After a six-month visit to Europe and Palestine, four of which was spent in the Holy Land, Rabbi Israel Herbert Levinthal of the Brooklyn Jewish Center returned Friday morning aboard the Cunard liner Berengaria, imbued with enthusiasm as to the rapid strides made in the development in Palestine during the past nine years.
Rabbi Levinthal declared that “the progress noted there since his last visit nine years ago, is almost unbelievable. It is one spot on this earth where new Jewish arrivals are eagerly welcomed.”
“The question of Palestine and the Jew has passed the stage of theory and is now a burning reality for the Jews in most lands of the globe,” he declared. “The Jews in every country of Eastern and Central Europe feel the foundations tottering beneath their feet.
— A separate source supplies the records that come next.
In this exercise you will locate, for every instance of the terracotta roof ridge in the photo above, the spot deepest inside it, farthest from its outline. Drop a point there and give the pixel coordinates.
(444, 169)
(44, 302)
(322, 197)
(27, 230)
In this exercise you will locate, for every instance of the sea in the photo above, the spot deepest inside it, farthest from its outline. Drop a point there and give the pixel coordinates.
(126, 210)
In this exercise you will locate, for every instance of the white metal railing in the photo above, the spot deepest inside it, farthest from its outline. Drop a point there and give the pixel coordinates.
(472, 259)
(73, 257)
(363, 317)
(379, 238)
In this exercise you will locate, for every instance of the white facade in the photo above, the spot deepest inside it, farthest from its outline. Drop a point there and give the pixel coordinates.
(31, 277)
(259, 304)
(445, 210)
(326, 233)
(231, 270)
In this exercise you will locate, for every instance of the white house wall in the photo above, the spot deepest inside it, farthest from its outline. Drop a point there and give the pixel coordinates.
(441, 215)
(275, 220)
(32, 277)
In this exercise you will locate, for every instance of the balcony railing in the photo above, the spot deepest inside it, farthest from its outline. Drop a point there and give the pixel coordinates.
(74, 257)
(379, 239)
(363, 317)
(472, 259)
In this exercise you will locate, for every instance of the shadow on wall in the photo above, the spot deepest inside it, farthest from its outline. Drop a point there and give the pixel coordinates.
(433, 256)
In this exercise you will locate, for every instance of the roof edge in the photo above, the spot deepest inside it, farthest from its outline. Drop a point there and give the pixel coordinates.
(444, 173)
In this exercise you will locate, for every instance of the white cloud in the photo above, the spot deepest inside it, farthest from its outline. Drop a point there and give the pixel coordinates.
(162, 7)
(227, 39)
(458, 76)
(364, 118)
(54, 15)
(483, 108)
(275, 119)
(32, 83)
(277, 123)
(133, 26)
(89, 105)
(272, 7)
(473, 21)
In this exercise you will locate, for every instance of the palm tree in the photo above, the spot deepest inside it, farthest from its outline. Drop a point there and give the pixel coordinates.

They look to Palestine as their one ray of hope.”
The rabbi expressed the opinion, however, that there are some dark aspects on the Palestinian horizon. “Up to a few years ago,” he said, “the country attracted only the supreme idealists and today, with the breakdown of the economic structure in nearly every land, Palestine is attracting also those who are actuated by other motives than ideals.”
Two months of the rabbi’s tour took him through England, France and Austria. He was in Austria at the time of Chancellor Dollfuss’ assassination. He said that the acts of terrorism in that country did more to convince the average Austrian of the dangers of Nazism than did any other event in recent years.